Da questa commistione di istituzionalismo e pluralismo giuridico che caratterizza L’ordinamento giuridico ne derivano almeno due conseguenze importanti capaci di attualizzarsi, forse oggi più che allora, come funzioni specifiche del diritto. Ciascun dispositivo si compone, infatti, di linee di forza e di soggettivazione che si producono dentro il dispositivo stesso. Il primo compito di un dispositivo sarà, dunque, quello di rendere possibile questa produzione di soggettività. Santi Romano, identificando il diritto con un’organizzazione concreta e assegnando la stessa rilevanza giuridica a qualsiasi istituzione, non fa che questo: aprire il campo giuridico ad una produzione proliferante di soggettività istituzionali. Ciò che preme sottolineare è che queste linee di soggettivazione che abitano il dispositivo del diritto includono qualsiasi micro-concatenamento sociale e qualsiasi assemblaggio relazionale che sia in grado di darsi una struttura organizzativa variamente durevole. Con ciò Romano fa rientrare nel campo giuridico anche le pieghe e gli interstizi del sociale, dotando loro, peraltro, della stessa potenza delle grandi organizzazioni, compresa quella statale. La prima funzione del dispositivo giuridico coincide, allora, con la capacità di farsi attraversare da tutte le linee di forza socio-istituzionali.

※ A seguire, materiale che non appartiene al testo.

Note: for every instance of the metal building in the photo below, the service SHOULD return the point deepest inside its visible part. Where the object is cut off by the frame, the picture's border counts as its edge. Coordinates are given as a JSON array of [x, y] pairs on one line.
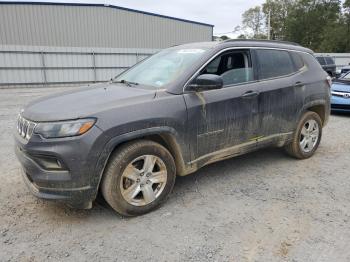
[[64, 43]]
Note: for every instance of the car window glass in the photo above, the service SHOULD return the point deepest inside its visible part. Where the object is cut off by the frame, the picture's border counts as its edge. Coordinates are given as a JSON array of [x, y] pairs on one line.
[[213, 66], [329, 60], [321, 60], [234, 67], [297, 59], [274, 63]]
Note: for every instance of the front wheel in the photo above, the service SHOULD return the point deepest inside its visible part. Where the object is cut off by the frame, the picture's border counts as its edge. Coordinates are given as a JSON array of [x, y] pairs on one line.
[[307, 136], [138, 178]]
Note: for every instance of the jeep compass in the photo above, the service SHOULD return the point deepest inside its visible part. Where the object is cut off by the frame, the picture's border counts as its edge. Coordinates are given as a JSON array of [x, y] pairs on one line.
[[182, 108]]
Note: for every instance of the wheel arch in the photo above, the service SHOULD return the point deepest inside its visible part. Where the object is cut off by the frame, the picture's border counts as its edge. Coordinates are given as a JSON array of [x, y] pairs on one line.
[[320, 107], [166, 136]]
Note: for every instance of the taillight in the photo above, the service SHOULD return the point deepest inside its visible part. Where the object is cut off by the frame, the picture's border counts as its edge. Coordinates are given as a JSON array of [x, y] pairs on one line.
[[329, 81]]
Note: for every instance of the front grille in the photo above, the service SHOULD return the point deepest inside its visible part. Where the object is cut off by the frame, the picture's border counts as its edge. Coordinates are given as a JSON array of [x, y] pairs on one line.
[[25, 127]]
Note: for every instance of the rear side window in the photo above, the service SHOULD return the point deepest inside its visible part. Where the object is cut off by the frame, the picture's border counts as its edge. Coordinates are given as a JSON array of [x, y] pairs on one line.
[[274, 63], [329, 60], [298, 60], [321, 60]]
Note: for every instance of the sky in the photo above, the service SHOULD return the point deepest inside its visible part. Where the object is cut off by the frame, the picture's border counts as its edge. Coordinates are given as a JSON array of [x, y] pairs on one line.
[[225, 15]]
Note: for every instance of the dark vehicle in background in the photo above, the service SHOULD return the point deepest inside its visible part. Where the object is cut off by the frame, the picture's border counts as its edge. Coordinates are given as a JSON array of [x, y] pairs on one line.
[[173, 113], [327, 64], [340, 101]]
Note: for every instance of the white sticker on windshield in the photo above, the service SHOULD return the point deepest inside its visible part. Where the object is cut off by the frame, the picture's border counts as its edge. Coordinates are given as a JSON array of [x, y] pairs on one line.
[[190, 51]]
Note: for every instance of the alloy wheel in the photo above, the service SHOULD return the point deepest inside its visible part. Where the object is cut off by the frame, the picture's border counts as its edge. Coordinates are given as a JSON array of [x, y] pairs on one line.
[[143, 180], [309, 136]]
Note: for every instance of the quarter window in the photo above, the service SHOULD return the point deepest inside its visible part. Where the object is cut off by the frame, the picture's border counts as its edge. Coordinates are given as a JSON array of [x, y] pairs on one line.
[[321, 60], [298, 60], [329, 60], [274, 63]]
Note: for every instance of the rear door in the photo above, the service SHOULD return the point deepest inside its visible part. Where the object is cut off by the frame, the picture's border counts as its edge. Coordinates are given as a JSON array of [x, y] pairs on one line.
[[280, 91]]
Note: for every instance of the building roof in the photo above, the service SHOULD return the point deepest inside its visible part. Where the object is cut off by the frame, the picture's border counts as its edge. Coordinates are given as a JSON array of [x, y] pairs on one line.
[[107, 6]]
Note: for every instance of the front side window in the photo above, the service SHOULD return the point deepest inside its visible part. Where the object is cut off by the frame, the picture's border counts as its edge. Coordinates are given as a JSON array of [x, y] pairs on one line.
[[329, 60], [321, 60], [274, 63], [162, 68], [235, 67]]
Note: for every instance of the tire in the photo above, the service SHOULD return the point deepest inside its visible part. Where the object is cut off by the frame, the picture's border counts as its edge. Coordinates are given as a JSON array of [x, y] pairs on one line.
[[129, 177], [296, 148]]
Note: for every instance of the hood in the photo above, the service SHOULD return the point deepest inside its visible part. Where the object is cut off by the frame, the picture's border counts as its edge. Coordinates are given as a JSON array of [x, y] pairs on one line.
[[85, 102], [342, 87]]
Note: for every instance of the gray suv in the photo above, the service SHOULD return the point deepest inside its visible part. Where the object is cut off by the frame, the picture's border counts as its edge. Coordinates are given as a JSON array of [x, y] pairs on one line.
[[173, 113]]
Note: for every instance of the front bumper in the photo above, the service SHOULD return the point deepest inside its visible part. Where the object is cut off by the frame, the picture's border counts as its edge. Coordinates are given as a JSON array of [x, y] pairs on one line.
[[74, 184]]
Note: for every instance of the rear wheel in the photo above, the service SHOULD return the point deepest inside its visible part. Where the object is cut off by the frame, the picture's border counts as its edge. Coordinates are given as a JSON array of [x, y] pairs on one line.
[[307, 136], [138, 178]]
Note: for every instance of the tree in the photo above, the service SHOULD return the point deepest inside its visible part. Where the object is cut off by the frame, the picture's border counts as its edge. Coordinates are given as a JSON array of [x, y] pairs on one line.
[[278, 10], [307, 21], [322, 25], [253, 19]]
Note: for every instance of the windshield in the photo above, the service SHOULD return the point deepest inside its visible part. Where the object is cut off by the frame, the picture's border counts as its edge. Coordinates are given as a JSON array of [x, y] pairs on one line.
[[161, 68]]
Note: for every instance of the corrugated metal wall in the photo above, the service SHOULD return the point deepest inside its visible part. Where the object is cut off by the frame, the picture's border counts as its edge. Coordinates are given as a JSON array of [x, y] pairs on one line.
[[42, 44], [93, 26], [25, 65]]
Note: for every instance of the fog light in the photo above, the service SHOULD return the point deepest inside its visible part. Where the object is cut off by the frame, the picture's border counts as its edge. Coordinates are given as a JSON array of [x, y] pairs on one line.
[[48, 162]]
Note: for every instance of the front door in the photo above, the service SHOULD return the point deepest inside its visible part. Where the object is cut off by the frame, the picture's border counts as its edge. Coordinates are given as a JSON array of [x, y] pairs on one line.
[[228, 117]]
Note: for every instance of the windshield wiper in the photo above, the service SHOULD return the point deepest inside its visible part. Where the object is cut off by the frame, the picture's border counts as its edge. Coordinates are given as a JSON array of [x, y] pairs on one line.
[[128, 83]]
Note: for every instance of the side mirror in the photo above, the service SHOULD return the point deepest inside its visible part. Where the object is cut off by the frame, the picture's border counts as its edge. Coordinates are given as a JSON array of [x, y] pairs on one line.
[[207, 82]]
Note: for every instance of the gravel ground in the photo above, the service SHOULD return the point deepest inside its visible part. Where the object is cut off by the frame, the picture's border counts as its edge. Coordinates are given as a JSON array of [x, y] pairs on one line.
[[263, 206]]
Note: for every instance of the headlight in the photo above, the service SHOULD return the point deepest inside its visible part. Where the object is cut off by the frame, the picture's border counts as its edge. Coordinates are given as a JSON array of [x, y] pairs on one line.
[[64, 128]]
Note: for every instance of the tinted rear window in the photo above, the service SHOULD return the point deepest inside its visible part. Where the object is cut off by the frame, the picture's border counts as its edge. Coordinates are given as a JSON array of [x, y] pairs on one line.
[[298, 60], [329, 60], [321, 60], [274, 63]]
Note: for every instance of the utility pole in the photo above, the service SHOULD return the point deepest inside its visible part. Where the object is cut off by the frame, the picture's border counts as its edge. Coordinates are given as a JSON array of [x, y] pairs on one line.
[[269, 25]]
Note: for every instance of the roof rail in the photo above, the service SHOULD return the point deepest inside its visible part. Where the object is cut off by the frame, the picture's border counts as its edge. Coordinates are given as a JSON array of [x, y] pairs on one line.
[[263, 41]]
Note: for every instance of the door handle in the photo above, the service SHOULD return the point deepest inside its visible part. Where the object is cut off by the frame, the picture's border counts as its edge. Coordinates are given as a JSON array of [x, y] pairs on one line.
[[298, 84], [250, 94]]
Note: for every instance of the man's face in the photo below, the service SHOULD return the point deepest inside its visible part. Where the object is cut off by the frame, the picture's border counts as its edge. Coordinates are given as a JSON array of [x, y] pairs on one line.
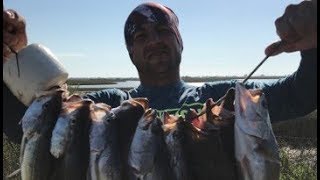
[[155, 49]]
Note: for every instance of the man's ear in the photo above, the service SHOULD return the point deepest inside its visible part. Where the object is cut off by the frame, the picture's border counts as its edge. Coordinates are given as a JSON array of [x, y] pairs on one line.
[[130, 51]]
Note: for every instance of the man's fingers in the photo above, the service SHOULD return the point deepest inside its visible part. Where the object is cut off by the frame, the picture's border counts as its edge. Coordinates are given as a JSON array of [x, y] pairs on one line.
[[280, 47]]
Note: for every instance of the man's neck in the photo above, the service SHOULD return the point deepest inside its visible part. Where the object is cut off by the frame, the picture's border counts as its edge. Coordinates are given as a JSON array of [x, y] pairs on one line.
[[160, 80]]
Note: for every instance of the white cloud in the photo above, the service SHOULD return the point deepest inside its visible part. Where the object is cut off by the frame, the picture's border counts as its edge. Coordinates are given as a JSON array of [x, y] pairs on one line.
[[64, 55]]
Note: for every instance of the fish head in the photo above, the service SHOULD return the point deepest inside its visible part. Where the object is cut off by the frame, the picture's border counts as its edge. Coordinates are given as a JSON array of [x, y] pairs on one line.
[[99, 112], [170, 122], [129, 112], [40, 109]]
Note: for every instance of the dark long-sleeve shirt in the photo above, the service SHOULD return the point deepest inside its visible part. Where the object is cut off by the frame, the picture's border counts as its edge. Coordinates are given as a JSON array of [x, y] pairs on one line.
[[290, 97]]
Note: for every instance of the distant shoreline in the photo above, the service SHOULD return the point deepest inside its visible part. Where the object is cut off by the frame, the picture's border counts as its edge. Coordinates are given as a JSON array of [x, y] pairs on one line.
[[93, 81]]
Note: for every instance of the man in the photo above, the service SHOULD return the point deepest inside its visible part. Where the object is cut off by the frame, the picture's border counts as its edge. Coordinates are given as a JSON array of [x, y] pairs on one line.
[[14, 39], [154, 45]]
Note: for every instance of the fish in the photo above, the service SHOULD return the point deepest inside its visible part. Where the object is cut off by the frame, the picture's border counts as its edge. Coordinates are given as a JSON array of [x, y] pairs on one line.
[[208, 141], [256, 148], [60, 133], [104, 145], [146, 156], [127, 116], [70, 140], [173, 127], [37, 124]]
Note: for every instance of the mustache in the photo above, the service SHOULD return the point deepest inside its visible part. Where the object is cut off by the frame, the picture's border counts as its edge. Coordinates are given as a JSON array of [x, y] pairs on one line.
[[148, 50]]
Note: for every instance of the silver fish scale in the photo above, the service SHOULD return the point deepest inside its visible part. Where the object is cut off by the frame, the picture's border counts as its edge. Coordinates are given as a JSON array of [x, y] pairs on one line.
[[256, 149]]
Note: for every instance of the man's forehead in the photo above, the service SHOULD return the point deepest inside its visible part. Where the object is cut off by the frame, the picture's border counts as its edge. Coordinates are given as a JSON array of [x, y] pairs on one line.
[[151, 25]]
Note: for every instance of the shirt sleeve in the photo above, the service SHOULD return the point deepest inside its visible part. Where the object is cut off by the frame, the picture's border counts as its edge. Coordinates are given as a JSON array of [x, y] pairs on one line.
[[112, 97], [295, 95]]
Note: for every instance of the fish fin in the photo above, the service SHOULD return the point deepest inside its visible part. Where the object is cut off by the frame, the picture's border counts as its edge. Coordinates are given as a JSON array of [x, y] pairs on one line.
[[14, 174]]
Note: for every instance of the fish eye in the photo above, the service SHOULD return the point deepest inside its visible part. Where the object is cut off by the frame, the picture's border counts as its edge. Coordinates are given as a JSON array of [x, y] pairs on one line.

Insieme a questo carattere di permeabilità, l’altro ruolo primario del giuridico secondo la prospettiva aperta da Romano è quello di trasformarsi in macchina tecnica in grado di far vedere e far parlare le soggettività che lo compongono. Riprendendo le parole di Mariano Croce, il diritto diviene «mediazione» poiché, rendendo visibili le relazioni e i conflitti sociali e traducendoli al contempo in linguaggio giuridico, produce su di essi degli effetti positivi di composizione. Il dispositivo giuridico, quindi, rivendica una propria performatività dal momento che, rendendo possibile il comporsi di nuove istituzioni, rivitalizza il sociale donandogli una nuova carica trasformativa.
E se è vero che Santi Romano sopravvalutò la forza del diritto poiché lo Stato italiano della prima metà del XX secolo fu in grado di subordinarlo completamente al volere politico, tuttavia vale la pena interrogarsi con e oltre Romano se il dispositivo giuridico possa oggi, in un momento di profonda crisi della politica, riconquistare quelle funzioni di permeabilità e composizione che L’ordinamento giuridico aveva magistralmente delineato.